- Choreographer: Jerome Robbins
- Music: Philip Glass
- Premiere: May 12, 1983 New York State Theater
- Original ballet company: New York City Ballet
- Design: Ben Benson Jerome Robbins Ronald Bates
- Genre: Neoclassical ballet

= Glass Pieces =

Ballet by Jerome Robbins to music by Philip Glass

Glass Pieces is a ballet choreographed by Jerome Robbins to music by Philip Glass, costumes designed by Ben Benson, lighting designed by Ronald Bates and production designed by Robbins and Bates. The ballet was premiered on May 12, 1983, at the New York State Theater, performed by the New York City Ballet.

==Production==
Choreographer Jerome Robbins was first invited to direct Philip Glass's opera, Akhnaten. Due to the unusual nature of the opera, Robbins decided to make a ballet with the music first and figure out the stage directions. However, due to scheduling conflict, Robbins withdrew from the opera, but went ahead with the ballet.

Though the score is minimal, Robbins decided to treat it differently. He made charts of the music's structure on graph paper, then worked with Ronald Bates, who also designed the lighting, to make backdrop that looks like a piece of graph paper. Robbins also added "Rubric" and "Façades" from Glass's Glassworks, as the scores "struck him as being markedly different in character". Robbins also claimed that since he was focused on the music during the creative process, he was surprised to see the critics interpret it as "images of urban life". On the entire ballet Robbins said it has a "a ritualistic sense" which may be "inevitable" due to Glass's music.

The ballet was the first New York City Ballet (NYCB) work set to minimalist music and premiered shortly after the company's co-founder George Balanchine's death.

==Structure==
The first part, "Rubric", features dancers in bright color practice wears walking across the stage, and three main couples performing different choreography. Whenever the couples enter the stage, the corps de ballet changes its movements. Robbins said it is like a rondo.

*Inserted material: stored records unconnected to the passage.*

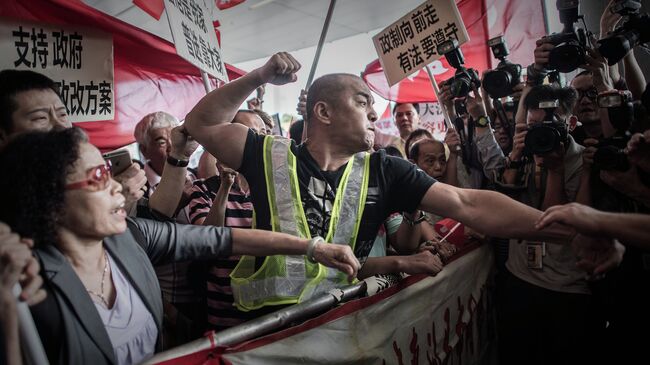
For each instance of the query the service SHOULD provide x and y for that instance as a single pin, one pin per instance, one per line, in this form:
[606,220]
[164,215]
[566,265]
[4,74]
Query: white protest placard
[79,60]
[411,43]
[194,36]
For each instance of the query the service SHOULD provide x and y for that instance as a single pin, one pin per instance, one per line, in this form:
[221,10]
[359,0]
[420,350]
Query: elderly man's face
[406,119]
[158,146]
[38,110]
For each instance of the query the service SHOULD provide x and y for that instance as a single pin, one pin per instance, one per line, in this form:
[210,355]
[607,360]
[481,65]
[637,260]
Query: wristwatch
[482,121]
[176,162]
[412,222]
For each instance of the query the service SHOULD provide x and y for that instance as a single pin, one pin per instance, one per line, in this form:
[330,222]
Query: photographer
[481,155]
[559,320]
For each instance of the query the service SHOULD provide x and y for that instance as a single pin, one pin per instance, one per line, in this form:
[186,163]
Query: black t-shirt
[395,185]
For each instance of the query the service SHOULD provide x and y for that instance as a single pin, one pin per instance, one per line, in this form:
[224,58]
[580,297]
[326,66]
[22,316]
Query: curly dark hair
[415,134]
[32,184]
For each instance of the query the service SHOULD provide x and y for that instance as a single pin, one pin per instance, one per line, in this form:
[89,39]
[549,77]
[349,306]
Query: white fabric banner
[194,36]
[410,43]
[79,60]
[423,320]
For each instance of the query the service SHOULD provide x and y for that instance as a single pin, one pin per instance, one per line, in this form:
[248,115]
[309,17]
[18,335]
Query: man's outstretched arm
[209,121]
[491,213]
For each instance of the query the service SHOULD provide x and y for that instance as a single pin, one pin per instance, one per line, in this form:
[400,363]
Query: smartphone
[120,160]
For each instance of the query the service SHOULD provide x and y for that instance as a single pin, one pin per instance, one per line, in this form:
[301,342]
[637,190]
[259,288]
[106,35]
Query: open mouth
[119,210]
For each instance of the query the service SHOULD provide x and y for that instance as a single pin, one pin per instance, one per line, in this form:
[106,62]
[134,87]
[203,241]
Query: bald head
[328,88]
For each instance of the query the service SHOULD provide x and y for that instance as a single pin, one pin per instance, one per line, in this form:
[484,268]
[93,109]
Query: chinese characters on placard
[421,21]
[191,11]
[34,46]
[200,49]
[197,46]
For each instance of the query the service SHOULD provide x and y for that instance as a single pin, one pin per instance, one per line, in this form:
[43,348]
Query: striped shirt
[239,214]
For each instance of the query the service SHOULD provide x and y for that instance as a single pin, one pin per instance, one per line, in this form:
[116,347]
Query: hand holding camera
[465,78]
[501,81]
[519,143]
[589,152]
[638,150]
[446,98]
[475,106]
[597,64]
[183,145]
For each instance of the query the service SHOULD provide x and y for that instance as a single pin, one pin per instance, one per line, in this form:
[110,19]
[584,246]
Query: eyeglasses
[591,93]
[99,178]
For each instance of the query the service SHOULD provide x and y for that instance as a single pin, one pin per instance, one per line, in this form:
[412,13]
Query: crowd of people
[118,267]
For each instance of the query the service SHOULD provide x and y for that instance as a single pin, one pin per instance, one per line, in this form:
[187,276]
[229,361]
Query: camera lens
[542,139]
[497,83]
[460,86]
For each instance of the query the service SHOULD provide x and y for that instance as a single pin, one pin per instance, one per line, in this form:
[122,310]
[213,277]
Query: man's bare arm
[491,213]
[209,121]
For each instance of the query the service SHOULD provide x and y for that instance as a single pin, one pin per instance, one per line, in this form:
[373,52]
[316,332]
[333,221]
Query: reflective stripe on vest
[291,279]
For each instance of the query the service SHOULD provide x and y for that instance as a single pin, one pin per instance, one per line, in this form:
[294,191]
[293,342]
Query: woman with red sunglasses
[104,303]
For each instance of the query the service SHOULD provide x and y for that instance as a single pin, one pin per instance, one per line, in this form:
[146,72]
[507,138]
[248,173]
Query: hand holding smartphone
[120,160]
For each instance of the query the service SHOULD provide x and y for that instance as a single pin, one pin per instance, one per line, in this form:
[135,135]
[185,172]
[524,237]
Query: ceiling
[259,28]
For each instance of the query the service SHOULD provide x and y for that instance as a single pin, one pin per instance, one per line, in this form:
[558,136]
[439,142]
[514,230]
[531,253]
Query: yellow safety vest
[293,279]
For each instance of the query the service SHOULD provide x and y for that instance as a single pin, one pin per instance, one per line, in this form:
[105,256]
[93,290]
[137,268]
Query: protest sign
[194,36]
[410,43]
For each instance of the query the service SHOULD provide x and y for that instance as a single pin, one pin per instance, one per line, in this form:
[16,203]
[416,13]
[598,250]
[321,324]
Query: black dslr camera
[634,31]
[570,45]
[610,153]
[465,78]
[500,81]
[546,136]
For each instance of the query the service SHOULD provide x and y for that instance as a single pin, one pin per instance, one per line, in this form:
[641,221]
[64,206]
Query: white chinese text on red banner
[79,60]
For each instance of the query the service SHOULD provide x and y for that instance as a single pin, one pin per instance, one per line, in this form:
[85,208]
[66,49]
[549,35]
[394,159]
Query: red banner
[421,320]
[149,75]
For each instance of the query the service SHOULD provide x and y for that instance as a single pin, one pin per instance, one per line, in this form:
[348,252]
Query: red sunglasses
[99,178]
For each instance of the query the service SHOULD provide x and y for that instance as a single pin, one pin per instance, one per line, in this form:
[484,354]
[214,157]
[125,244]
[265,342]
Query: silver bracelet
[310,248]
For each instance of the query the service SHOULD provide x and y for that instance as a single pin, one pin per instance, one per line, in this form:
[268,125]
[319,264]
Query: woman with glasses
[104,303]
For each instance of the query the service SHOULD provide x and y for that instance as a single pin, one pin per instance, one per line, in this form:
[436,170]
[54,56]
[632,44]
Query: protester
[103,302]
[30,101]
[17,266]
[339,113]
[415,136]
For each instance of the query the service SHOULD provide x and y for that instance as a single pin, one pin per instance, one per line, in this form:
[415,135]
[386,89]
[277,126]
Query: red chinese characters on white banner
[423,320]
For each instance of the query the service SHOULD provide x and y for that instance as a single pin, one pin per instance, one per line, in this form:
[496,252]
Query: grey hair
[151,121]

The middle section is set to "Façades", which Robbins described as "a songlike melody repeated five times". The principal couple is the equivalent of the score while an all-female corps dances at the back of the stage in a line, representing the accompaniment.

The third and final movement, danced to "Akhnaten", is called "tribal" by Robbins, with dancers performing in bloc patterns.

==Original cast==
Rubric:

- Heléne Alexopoulos
- Lourdes Lopez
- Lisa Hess
- Peter Frame
- Joseph Duell
- Victor Castelli

Façades:

- Maria Calegari
- Bart Cook

==Revivals==
Other ballet companies that have performed Glass Pieces include the Paris Opera Ballet, Joffrey Ballet and San Francisco Ballet. The former two companies and NYCB all included the ballet in their Robbins Centennial celebrations.

==Videography==
In light of the impact of the COVID-19 coronavirus pandemic on the performing arts, Paris Opera Ballet released a video recording of Glass Pieces as a part of the Tribute to Jerome Robbins program. NYCB released a 2017 video recording of the third movement.